Для мусульманина иудеи и христиане – это джимми, которым ислам
отводит подчиненную роль. Корень этого слова связан с понятием вины, так
что можно сказать, что пророк Магомет изначально встроил в свою религию
некую социально подкрепленную идеологию, которая позволяет всегда винить
другого и никогда не признавать собственную ответственность за трудности
своей общины. Не говоря уже о принципе подчинения только Аллаху и неподчинения
какому бы то ни было «неверному», что делает всякую оккупацию особенно
мучительной для мусульманина.
Как вам хорошо известно, Муса (Моисей) является наиболее часто упоминаемым
в Коране пророком. Почему? Потому что, получив Закон на горе Синай, он
дал возможность Божественной воле проявляться через обсуждение людьми этой
дарованной им Торы. Христиане заимствовали это дарование закона и добавили
к нему Новый завет. Положение Магомета было намного сложнее, потому что
ему пришлось маневрировать между двумя уже существовавшими религиозными
типами. Поначалу Магомет очень многое позаимствовал у евреев, которые в
то время населяли нынешнюю «юден-райн» Саудовскую Аравию. Он заимствовал
у них в надежде, что они обратятся в его веру. Когда это не произошло,
он пришел в ярость и выдвинул принципы джихада (войны против неверных)

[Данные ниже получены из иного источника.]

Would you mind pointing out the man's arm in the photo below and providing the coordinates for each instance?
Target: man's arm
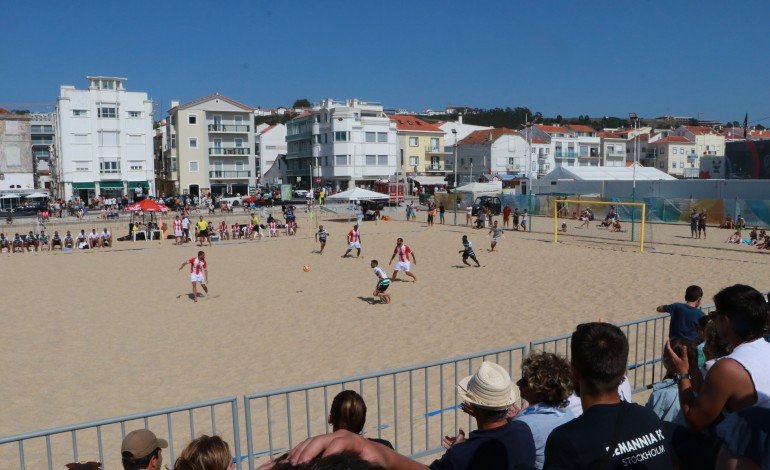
(719, 386)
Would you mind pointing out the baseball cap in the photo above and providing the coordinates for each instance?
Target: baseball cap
(141, 443)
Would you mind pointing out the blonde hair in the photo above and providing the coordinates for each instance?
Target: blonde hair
(205, 453)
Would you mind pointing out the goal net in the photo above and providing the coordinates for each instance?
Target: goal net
(618, 223)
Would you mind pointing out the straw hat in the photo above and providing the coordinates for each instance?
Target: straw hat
(490, 387)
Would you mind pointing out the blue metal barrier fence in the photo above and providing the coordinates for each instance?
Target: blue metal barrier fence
(413, 407)
(109, 433)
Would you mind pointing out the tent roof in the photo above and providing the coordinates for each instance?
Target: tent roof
(493, 187)
(429, 180)
(357, 194)
(607, 173)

и даава (обращения неверных). Тем не менее перед ним и его последователями
по-прежнему осталась проблема их смешанного религиозного наследия, то есть
их еврейских и христианских корней.
Умма не желает признавать это заимствование. Поэтому исламские
террористы готовы скорее уничтожить евреев, чем признать, что у ислама
иудейские корни. По существу, этот террор продиктован страхом утратить
мнимую «чистоту» своей идентичности. Подумать только – смешаться с другим,
признать, что твоя идентичность происходит от других, от джимми!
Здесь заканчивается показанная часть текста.